Понимая, что конь в бою вряд ли пригодится, Аскарих привязал его к чахлому деревцу, а сам облачился в панцирь и двинулся внутрь ограды. Драться не хотелось, но данное слово обязывало, и молодой рыцарь, сжав зубы, вошел в проход между двумя тяжеленными глыбами.
Дракон обнаружился в самой середине огражденного пространства. Горой нетающего снега лежал он на серых камнях, солнечные блики бегали по белой чешуе. За телом ящера, что оказался не столь велик – раза в два больше хорошего быка, возвышалось нечто вроде хрустального ложа. На нем раскинулась, словно в обычном сне, принцесса. Крупная грудь рельефно проступала сквозь тонкое платье, черные кудри разметались по прозрачному изголовью, лицо девушки было бледным. Никакого золота, на которое так рассчитывал жадный гном, видно не было.
Пока Аскарих решал, что ему делать, дракон открыл глаза, оказавшиеся ярко-алыми. Поднял голову на длинной, как у аиста, шее, и заговорил:
– Что, ты пришел меня убивать, доблестный воин? – могучий голос раскатился меж камней, породив эхо.
– Я пришел за принцессой, – отозвался Аскарих. Он ловил каждое движение ящера, надеясь не прозевать атаки. В том, что она последует, он не сомневался. – Отдай ее, и я не буду тебя убивать.

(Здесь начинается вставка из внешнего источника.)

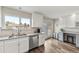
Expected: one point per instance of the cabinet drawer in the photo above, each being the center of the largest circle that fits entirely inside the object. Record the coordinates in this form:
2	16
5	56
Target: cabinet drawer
11	42
1	49
11	49
1	43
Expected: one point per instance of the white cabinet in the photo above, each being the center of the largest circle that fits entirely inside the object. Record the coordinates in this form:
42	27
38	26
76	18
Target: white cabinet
23	44
1	47
11	46
42	38
60	36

Дракон рассмеялся, выгибая шею. Так он был похож на диковинного исполинского лебедя, обзаведшегося множеством зубов.
– Ты вправду этого хочешь? – спросил ящер, посмотрев рыцарю прямо в глаза. Тот ощутил головокружение под пронизывающим взглядом, и не смог соврать:
– Нет, – Аскарих не заметил, что его рука с мечом опустилась. – Я сам уже не знаю, чего хочу! Никто по пути сюда не поверил мне, что я еду сюда просто из-за того, что обещал! Одни считали, что меня ведет сластолюбие, другие – что алчность, гордыня, или стремление к власти! В чистоту помыслов не поверил никто!
– Я верю в нее, – сказал дракон тихо.
– Что мне до твоей веры? – ответил Аскарих горестно. – Уже поздно! Даже если я отобью дочь короля у тебя и вернусь, что толку?

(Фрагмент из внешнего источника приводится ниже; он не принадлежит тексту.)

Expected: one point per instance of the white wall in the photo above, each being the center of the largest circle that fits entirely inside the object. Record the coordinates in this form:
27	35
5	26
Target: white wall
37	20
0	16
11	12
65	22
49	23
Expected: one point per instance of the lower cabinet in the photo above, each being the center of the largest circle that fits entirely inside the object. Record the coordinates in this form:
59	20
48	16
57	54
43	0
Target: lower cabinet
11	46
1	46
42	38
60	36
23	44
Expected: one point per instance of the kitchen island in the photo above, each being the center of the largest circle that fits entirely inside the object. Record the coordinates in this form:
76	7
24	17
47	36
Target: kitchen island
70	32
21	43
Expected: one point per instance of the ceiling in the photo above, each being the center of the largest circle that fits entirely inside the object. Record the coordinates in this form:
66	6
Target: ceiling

– А тебе незачем возвращаться, – сказал дракон, вставая. Длинный хвост щелкнул по камням, распахнутые крылья белее свежевытканного полотна на миг закрыли солнце.

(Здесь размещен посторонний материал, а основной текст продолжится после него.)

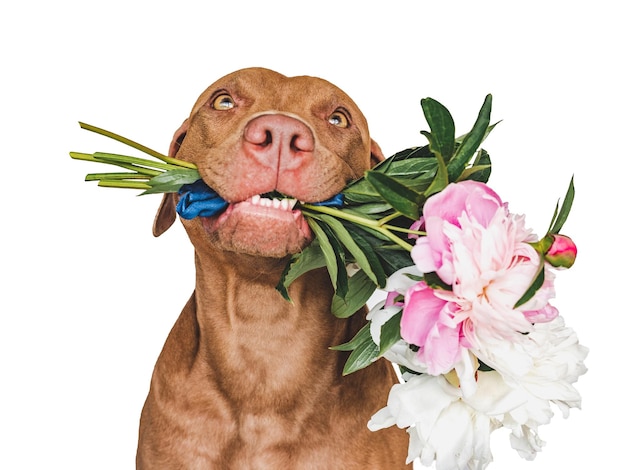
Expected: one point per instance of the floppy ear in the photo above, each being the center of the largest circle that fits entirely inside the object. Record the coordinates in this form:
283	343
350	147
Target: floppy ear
166	214
376	154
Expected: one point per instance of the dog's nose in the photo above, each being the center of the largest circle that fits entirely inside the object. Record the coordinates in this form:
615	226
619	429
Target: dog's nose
276	140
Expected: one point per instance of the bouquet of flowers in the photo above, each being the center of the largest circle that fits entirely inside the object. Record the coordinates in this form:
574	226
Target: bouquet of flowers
467	317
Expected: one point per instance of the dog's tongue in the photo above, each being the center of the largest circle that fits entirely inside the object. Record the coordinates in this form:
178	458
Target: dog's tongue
260	226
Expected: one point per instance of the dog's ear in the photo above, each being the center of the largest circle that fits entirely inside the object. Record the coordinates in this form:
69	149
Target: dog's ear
376	154
166	215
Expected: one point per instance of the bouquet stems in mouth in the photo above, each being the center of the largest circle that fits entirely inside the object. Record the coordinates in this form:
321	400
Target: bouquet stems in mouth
468	287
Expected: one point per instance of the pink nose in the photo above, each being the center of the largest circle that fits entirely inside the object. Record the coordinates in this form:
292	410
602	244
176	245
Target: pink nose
275	140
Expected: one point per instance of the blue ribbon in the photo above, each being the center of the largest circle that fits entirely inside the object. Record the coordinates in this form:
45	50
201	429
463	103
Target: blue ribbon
198	199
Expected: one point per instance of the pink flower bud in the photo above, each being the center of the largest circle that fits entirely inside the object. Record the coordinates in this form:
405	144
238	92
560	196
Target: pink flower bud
562	251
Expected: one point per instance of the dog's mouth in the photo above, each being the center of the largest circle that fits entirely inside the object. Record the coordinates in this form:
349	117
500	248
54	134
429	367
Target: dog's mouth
267	225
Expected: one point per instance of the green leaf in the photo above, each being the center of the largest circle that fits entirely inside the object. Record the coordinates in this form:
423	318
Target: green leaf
534	286
334	256
390	333
360	289
441	178
471	142
401	198
363	335
559	220
480	170
362	254
441	136
172	180
308	259
364	351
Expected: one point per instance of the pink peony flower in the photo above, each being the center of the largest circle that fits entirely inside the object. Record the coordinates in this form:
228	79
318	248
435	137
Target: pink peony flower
483	253
562	252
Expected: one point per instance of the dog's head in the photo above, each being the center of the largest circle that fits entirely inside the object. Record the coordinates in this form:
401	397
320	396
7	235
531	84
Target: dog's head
256	137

– Это как? – Аскарих ошеломленно посмотрел на ящера.
– Все просто. Ты думаешь, мне нужна принцесса? – дракон стоял, невыразимо величественный, и в зрачках его бушевало багровое пламя. – Нет, мне нужен воин, чье сердце чисто и прочно, словно алмаз.
– Зачем?
– Равновесие мира держится на храбрых и верных воинах, что взяли на себя обет странничества, и сражаются с хаосом везде, где ни встретят его. Недавно одним из них стало меньше. Его звали Тристан, и погиб он не в бою, а от любви.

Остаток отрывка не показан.